Pourquoi la probable dissolution du CCIF suscite incompréhension et inquiétude

Rédigé par | Lundi 23 Novembre 2020 à 08:00

           

Tandis que le gouvernement fait valoir sa détermination à dissoudre le Collectif contre l'islamophobie en France (CCIF), cette volonté provoque une levée de boucliers. En cause, le flou des arguments juridiques présentés à ce stade, qui suscite l'incompréhension d'une partie de la société civile.



Pourquoi la probable dissolution du CCIF suscite incompréhension et inquiétude
Depuis l'attentat de Conflans-Sainte-Honorine, le gouvernement a engagé l'offensive contre plusieurs structures parmi lesquelles le Collectif contre l'islamophobie en France (CCIF).
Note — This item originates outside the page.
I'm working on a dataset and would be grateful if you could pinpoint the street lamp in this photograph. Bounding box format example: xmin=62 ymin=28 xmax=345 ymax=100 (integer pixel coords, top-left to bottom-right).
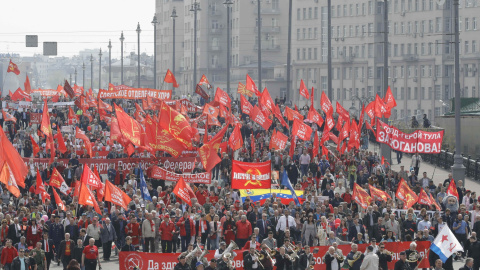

Présentée aujourd'hui comme une « ennemie de la République » par le gouvernement, l'emblématique association de lutte contre la haine des musulmans, fondée en 2003, fait face à une menace de dissolution, réaffirmée jeudi 19 novembre par le ministère de l'Intérieur. Le CCIF, qui dispose depuis d'un délai de huit jours pour « faire valoir ses observations », a répondu que le projet de dissolution est aujourd'hui « sans objet » dans la mesure où l'organisation a « déjà déployé une large partie de ses activités à l'étranger » de même que « son siège social ». Il n'empêche que le coup est rude aussi bien pour ses équipes que pour ses membres et ses soutiens.

Le sentiment d'incompréhension – et d'injustice, son corollaire – fait place nette parmi les musulmans et au-delà. Les motifs justifiant pour le gouvernement la dissolution du CCIF demeurent, en effet, flous à ce jour. Accusée par Gérald Darmanin d'être « manifestement » impliquée dans l'engrenage qui a mené à l'assassinat de Samuel Paty, l'association s'en est formellement défendue.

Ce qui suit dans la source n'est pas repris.